Shaheen continued, “Prescription drug monitoring programs play an important role in curbing the threat of addiction in our communities and my legislation to reauthorize NASPER will help local officials to continue strengthening and expanding their drug monitoring programs. While this is a major win for treatment providers, the program needs dollars behind it to get back online and help providers identify and reduce drug abuse.”

Shaheen has continued to lead the effort in Congress to pass emergency supplemental funding for those on the frontlines of the opioid addiction crisis. Her legislation would provide supplemental appropriations totaling $600 million to programs at the Department of Justice and the Department of Health and Human Services that focus on treatment and recovery, as well as state and local law enforcement initiatives. In June, the Senate passed a motion filed by Shaheen to instruct lawmakers reconciling the House and Senate versions of the Shaheen-sponsored Comprehensive Addiction and Recovery Act (CARA) to include funding to states for prevention and treatment.

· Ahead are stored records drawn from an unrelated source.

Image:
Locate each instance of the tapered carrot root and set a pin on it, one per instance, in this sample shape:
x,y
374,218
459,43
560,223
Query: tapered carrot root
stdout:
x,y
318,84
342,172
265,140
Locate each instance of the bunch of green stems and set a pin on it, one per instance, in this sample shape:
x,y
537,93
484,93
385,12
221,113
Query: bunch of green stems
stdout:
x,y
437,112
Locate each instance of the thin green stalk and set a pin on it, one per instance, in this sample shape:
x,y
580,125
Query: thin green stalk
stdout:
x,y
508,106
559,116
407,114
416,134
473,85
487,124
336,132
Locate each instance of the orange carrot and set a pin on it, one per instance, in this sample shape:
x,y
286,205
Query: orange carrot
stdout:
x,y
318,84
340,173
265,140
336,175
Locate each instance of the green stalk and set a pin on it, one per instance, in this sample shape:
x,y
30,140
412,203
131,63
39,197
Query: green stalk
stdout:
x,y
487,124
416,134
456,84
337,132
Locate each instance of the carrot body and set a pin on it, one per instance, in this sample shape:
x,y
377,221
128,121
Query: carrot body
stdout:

Key facts on the need to provide funding for CARA:

  • CARA doesn’t provide funding, but only recommends funding levels that still need to be approved by Congress in an appropriations bill.
  • Congress is still working on appropriations bills for next year, but currently they do not contain funding for CARA. Appropriations bills cannot fund legislation that hasn’t been authorized yet.
  • CARA will likely be funded in next year’s FY2018 appropriations bills.
  • That means that it won’t be until 2018 that federal agencies will be able to determine how much CARA funding will go to New Hampshire. Congress cannot direct spending to specific states.
  • Bottom line: it will very likely be two years until New Hampshire sees any funding related to CARA.

Why Shaheen’s emergency funding legislation is necessary for New Hampshire:

  • Appropriations bills that are currently working their way through Congress have an increase of approximately $120 million for opioid response programs, but again, this funding would go out next year and is not nearly enough to mount a response to the opioid epidemic.
  • According to NH officials and local leaders, the Substance Abuse Prevention and Treatment Block Grant Program has been the most valuable federal program for New Hampshire as it responds to the opioid epidemic and these bills do not provide an increase for this key program.
  • Emergency funding, if it were to pass Congress, would be dispersed by agencies this year. Senator Shaheen’s bill would provide $600 million immediately to state and local programs, including $300 million for the Substance Abuse Prevention and Treatment Block Grant.
  • Bottom line: to prevent states like New Hampshire from having to wait two years for CARA-related funding and funding for programs that are already working, Congress needs to pass emergency funding. Unfortunately, Republicans have rejected multiple attempts to pass emergency funding.